When Cybill Shepherd swapped barbs and then spit with Bruce Willis on "Moonlighting," she was fabulous. She was fabulous before then, too, in "The Last Picture Show" and "Taxi Driver" and "The Heartbreak Kid," and while we're loathe to use that term in conjunction with her '90s sitcom "Cybill!," at least she didn't leave TV land and content herself with marrying Danny DeVito. But once she started in with the cabaret singing, and playing Martha Stewart in TV movies, and her memoir "Cybill Disobedience," she started to bear the telltale signs of raiding life's minibar a little too often. The nadir came when Shepherd guested on a British morning show, looking like a horse that'd been ridden hard in a rainstorm and put away wet.
3. Ben Affleck
Sure, Affleck may be all respectable now that he's snagged America's sweetheart and become a daddy and his gritty directorial debut "Gone Baby Gone" has critics falling over themselves crying Oscar. But in this Quebecois TV segment from the "Jersey Girl" press tour, a bombed Affleck mauls interviewer Anne-Marie Losique, croons dirty nothings into her hair his best French accent ("Zese breasts are very firm! Soos-peesh-ously firm!"), and mimics someone afflicted with cerebral palsy. And those are just the highlights -- the tape's more than five minutes long. We have to wonder: Does Jennifer Garner not know about the internet?
2. David Hasselhoff
By now, you know the details: Hoff asks his daughter to videotape him next time he gets that drunk, so she does, and it hits the Internet, and the next time you see your landlord he's wearing that "Don't Hassel the Hoff!" T-shirt. It can't be easy being an aging punchline in America, known only for your prodigious chest fur, your talking car and your unflagging German fanbase.

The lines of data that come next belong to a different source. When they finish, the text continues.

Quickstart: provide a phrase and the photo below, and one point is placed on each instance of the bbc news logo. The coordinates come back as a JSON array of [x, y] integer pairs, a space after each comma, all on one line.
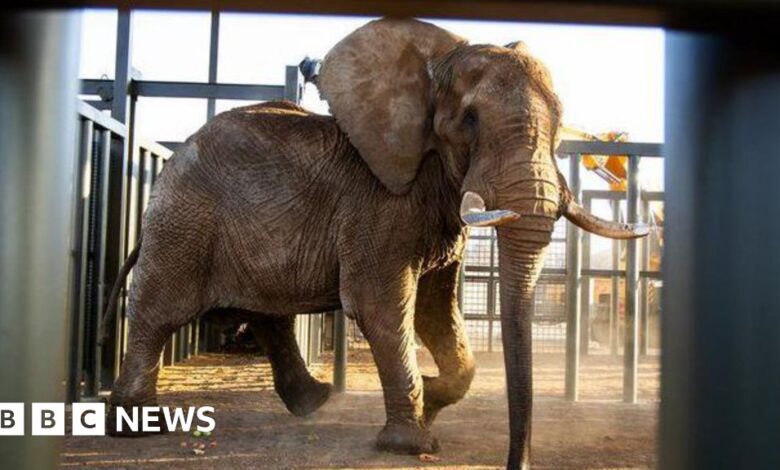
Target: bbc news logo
[[89, 419]]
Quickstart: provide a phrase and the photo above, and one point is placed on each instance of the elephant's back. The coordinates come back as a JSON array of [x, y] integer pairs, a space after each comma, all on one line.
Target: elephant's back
[[267, 181]]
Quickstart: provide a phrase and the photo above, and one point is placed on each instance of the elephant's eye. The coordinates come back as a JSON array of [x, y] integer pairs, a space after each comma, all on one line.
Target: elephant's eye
[[470, 119]]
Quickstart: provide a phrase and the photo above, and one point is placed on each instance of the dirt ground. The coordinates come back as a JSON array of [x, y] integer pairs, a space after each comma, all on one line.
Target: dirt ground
[[254, 430]]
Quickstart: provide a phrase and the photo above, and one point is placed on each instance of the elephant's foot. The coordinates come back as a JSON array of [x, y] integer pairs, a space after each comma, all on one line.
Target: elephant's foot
[[406, 439], [304, 397], [441, 392], [156, 419]]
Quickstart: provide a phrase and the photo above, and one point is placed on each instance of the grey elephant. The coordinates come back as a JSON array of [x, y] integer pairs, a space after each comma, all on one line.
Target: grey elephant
[[271, 211]]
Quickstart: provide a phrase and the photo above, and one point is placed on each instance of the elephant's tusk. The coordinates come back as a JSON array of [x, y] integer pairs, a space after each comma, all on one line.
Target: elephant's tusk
[[606, 228], [473, 213]]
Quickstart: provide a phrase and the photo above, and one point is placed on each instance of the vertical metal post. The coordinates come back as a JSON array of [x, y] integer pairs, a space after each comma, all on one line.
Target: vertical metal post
[[93, 361], [210, 113], [120, 102], [586, 286], [491, 289], [119, 191], [213, 61], [340, 352], [614, 308], [292, 84], [644, 292], [630, 350], [721, 298], [573, 278], [79, 266], [38, 85]]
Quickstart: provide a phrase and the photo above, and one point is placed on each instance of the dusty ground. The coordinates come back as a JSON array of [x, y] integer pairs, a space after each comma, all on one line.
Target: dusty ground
[[254, 430]]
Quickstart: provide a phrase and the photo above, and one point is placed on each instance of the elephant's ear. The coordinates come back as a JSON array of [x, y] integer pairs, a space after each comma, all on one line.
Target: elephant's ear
[[377, 84]]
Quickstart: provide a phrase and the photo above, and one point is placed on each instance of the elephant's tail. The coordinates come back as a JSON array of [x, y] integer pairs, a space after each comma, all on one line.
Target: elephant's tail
[[110, 313]]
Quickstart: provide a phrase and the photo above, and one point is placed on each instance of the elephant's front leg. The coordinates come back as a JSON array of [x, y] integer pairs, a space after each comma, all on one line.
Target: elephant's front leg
[[440, 325], [384, 309]]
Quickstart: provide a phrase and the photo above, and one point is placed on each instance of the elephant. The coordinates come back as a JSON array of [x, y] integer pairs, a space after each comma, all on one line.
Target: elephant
[[271, 211]]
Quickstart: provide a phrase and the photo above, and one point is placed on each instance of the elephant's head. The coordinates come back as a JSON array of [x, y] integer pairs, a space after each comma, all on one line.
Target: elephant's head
[[403, 90]]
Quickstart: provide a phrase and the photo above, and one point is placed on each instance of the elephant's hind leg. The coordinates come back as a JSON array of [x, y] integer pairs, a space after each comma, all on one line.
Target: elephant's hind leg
[[301, 393], [439, 324], [156, 308]]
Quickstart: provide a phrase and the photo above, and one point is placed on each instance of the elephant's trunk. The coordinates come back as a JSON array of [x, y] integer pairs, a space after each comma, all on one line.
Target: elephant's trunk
[[521, 255]]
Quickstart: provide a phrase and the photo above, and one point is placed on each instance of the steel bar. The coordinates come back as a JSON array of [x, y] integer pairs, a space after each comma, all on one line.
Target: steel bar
[[340, 352], [213, 61], [92, 384], [614, 308], [292, 84], [78, 265], [38, 82], [224, 91], [586, 286], [620, 196], [644, 292], [573, 288], [569, 147], [631, 332]]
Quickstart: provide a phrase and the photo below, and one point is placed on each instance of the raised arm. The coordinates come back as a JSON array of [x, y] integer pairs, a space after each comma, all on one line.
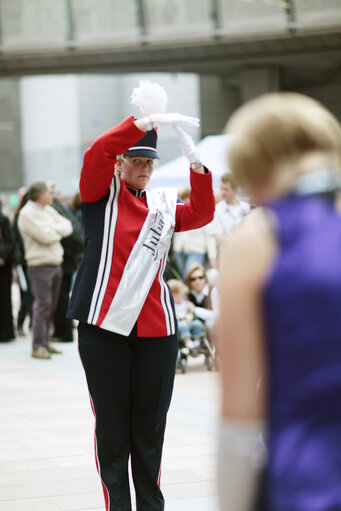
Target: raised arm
[[199, 211], [246, 262]]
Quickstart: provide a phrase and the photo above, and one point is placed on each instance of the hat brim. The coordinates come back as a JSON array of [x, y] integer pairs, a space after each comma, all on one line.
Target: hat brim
[[146, 153]]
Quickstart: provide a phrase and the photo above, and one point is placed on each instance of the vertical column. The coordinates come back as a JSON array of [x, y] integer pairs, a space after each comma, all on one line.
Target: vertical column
[[254, 82], [218, 100], [10, 140]]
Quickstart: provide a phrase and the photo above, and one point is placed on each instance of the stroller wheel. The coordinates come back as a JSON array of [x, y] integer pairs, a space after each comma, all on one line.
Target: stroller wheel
[[209, 363]]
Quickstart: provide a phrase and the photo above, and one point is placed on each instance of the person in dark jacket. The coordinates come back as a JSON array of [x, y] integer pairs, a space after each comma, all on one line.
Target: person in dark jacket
[[73, 250], [26, 295], [127, 326], [6, 254]]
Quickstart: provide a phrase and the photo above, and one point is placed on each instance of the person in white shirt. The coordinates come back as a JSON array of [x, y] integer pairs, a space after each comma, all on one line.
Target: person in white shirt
[[195, 246], [229, 211], [42, 230], [204, 297]]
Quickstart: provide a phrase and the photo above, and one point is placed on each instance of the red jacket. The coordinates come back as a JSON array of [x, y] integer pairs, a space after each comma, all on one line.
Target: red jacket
[[113, 218]]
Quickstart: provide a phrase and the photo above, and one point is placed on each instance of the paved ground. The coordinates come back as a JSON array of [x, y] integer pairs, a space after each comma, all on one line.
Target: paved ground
[[46, 436]]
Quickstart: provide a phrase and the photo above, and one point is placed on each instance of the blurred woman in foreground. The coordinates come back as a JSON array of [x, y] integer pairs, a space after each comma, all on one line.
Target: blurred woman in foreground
[[280, 327]]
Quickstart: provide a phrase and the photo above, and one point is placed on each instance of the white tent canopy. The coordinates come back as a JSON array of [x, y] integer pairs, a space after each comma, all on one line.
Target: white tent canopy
[[212, 152]]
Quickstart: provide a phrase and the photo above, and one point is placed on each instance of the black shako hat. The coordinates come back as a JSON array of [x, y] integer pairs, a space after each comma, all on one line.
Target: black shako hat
[[146, 146]]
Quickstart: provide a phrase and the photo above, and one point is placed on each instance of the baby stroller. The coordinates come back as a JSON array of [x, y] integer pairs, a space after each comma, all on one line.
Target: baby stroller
[[203, 348]]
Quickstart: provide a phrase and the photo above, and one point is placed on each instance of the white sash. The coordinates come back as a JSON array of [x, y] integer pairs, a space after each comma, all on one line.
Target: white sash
[[144, 261]]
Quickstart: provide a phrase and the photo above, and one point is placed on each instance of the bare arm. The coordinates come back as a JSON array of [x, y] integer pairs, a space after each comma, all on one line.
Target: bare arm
[[247, 260]]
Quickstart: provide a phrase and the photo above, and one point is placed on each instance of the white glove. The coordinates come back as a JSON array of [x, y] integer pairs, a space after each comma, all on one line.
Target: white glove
[[187, 145], [170, 120]]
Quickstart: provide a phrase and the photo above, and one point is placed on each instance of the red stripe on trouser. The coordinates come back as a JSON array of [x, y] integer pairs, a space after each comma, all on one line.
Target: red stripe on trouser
[[104, 488], [159, 479]]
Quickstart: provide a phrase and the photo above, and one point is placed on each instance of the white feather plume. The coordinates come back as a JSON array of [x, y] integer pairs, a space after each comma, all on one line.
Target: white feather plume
[[150, 97]]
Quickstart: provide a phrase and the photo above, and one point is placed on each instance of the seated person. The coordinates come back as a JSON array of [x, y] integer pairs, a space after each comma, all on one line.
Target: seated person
[[190, 329], [204, 297]]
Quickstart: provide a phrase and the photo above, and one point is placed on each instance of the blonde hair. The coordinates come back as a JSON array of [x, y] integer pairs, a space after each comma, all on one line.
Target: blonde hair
[[229, 178], [176, 286], [273, 132]]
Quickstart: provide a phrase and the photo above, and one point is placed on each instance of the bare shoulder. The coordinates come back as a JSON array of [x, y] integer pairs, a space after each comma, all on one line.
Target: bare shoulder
[[250, 249]]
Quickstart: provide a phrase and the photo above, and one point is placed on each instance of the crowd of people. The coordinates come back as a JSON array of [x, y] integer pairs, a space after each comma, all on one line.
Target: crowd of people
[[22, 263], [41, 244], [264, 286]]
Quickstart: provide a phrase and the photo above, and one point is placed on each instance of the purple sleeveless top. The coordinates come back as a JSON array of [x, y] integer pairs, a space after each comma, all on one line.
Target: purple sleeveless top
[[302, 310]]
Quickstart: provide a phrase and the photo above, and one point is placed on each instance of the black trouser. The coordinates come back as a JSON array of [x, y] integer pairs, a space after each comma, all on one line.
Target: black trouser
[[130, 381]]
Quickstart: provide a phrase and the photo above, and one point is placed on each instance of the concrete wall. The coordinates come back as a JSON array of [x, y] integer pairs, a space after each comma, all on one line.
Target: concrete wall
[[50, 130], [10, 140], [218, 100]]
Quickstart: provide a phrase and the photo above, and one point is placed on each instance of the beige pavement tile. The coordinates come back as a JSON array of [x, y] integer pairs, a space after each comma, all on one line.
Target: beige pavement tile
[[189, 450], [82, 440], [188, 462], [74, 461], [32, 454], [18, 465], [80, 502], [34, 424], [30, 505], [188, 490], [48, 489], [6, 445], [169, 477], [48, 475], [23, 434]]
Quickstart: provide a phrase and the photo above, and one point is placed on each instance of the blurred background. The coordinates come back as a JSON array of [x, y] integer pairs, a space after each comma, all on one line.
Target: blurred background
[[67, 69]]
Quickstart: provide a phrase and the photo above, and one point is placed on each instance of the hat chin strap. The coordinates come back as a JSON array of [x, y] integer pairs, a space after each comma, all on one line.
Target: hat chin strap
[[136, 192]]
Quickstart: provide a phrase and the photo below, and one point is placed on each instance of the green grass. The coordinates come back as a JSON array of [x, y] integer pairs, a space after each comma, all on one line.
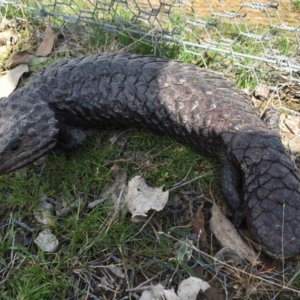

So maybe you don't handle it all that well, and you buy a hip flask, and you start losing it a little (like, say, openly weeping during the "American Idol" final). But sitting shirtless on a bathroom floor in Las Vegas and trying to eat a burger -- but repeatedly missing your mouth -- while your teenage daughter begs you to quit the sauce? Damn.
1. Orson Welles
Rosebud is far, far away in this '70s era clip from the set of a commercial that Orson Welles filmed for Paul Masson Champagne. Glassy-eyed and slumped in his seat -- almost dozing off, his obese corpse-to-be seemingly propped up, Muppet-like, with invisible wires -- the man who defined a century of cinema looks like he just wants to crawl back to bed, possibly with a(nother) case of the very product he's pushing and a bucket of chicken. Successive takes serve only to wend Welles deeper into his stupor, with repetitions of his opening line ("Mmaahaaah, the French!") getting more labored and hard to watch. Apparently, this is what happens when you peak at 25 years old.
E. Bougerol knows when to say when. What? Well, what the hell do YOU know? I'm not intoxicacated -- YOU'RE intoxitoxitoxicate-- You think you're so great, but you're not. Shut up!